Try to pay more upfront as a down payment so you take on less debt at high rates. And keep an eye on market conditions. If rates fall after you take out these loans, you could refinance at a lower cost.
Use deposit accounts paying high rates: When inflation is high, it steadily wipes out the value of cash. For example, if inflation is 5%, $1 today will only have the buying power of 95 cents a year from now.
Fortunately, banks typically pay more when interest rates and inflation are high. Look for a high-yield savings account to grow your money along with inflation. The right bank can help you save when inflation is up.

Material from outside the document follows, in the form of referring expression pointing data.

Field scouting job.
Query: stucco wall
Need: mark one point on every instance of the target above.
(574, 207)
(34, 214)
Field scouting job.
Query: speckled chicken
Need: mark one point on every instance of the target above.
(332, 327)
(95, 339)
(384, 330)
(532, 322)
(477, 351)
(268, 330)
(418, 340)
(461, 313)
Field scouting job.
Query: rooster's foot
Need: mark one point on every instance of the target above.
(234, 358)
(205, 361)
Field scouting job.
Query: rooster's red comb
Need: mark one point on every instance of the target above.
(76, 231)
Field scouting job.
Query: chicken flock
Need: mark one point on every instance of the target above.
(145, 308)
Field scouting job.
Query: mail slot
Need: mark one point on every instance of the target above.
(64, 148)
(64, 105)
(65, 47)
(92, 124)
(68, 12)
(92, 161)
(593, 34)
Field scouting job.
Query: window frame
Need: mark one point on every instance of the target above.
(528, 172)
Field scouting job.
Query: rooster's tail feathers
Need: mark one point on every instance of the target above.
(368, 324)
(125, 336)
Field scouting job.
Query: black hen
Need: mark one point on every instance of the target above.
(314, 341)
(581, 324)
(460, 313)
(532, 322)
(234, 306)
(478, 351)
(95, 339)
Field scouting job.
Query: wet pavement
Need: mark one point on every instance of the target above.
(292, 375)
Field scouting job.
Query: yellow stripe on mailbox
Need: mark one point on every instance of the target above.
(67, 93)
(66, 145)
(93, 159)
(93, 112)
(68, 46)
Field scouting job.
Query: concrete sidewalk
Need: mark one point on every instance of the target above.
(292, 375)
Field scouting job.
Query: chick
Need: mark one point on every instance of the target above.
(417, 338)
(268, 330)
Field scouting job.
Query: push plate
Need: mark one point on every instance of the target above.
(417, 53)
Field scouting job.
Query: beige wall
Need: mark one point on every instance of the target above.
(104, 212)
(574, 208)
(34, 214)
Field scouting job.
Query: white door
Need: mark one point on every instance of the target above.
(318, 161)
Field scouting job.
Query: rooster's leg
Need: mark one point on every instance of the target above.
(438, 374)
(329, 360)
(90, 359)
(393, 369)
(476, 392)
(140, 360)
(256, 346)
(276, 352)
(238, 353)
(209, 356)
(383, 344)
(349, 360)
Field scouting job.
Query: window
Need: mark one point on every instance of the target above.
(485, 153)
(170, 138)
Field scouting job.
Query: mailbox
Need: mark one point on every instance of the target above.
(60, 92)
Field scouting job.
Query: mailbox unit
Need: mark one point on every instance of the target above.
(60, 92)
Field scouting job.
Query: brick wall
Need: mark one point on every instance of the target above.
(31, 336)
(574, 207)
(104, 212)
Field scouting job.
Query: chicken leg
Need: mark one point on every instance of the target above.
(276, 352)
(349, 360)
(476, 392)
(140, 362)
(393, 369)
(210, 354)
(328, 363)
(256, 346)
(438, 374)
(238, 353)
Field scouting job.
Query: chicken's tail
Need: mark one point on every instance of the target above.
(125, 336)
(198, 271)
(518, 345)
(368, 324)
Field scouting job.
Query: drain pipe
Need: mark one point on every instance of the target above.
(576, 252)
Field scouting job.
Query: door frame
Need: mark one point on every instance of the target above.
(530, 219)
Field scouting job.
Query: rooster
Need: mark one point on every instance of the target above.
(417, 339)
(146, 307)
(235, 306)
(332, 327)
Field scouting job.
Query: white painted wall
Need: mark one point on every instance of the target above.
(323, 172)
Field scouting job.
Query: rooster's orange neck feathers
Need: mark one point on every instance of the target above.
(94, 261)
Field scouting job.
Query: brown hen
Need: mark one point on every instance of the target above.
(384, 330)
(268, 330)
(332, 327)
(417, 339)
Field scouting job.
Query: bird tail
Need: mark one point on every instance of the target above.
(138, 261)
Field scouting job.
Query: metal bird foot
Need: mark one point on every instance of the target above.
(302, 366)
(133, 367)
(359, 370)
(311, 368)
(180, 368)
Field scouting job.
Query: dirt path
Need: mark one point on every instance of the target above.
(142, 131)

If you don’t need immediate access to your money, you could use a CD to lock in a high interest rate for years. That way, you can keep earning lots of interest even after rates fall in the future.
Consider investments that protect against inflation: Some investments perform better during high inflation. Some of the best investments for inflation include gold, real estate, commodities, and Treasury Inflation-Protected Securities (TIPS). You could also buy long-term bonds when interest rates are high. Once again, it’s a chance to lock in these rates for an extended period.
During times of low interest rates
Take advantage of long-term loans: When rates are low, it’s an ideal time to take out a larger loan, like to buy a car or a home or to start a new small business. If you use a fixed-rate loan, the monthly payments will not go up, even if market interest rates go up later. If you took out past debts when rates were higher, you could refinance now to reduce your monthly payment.
Avoid locking up your cash at low rates: The downside of low interest rates is that you don’t earn much with your savings account. Avoid locking up your money at a low rate, like in a bond or CD. Rates will go up eventually. You want to keep access to your cash so you can invest when the time is right.
Prepare for a market rebound: During periods of low rates and inflation, the economy and stock market are usually struggling. As a result, investment prices have usually fallen. While investing during down markets can feel scary, it’s a chance to buy stocks and mutual funds at a discount. You can get in when costs are low to benefit when the economy rebounds.
These are just general guidelines for both situations. The right approach for your portfolio and financial plan will depend on your unique circumstances. Consider reviewing your options with a financial advisor before making any significant decisions.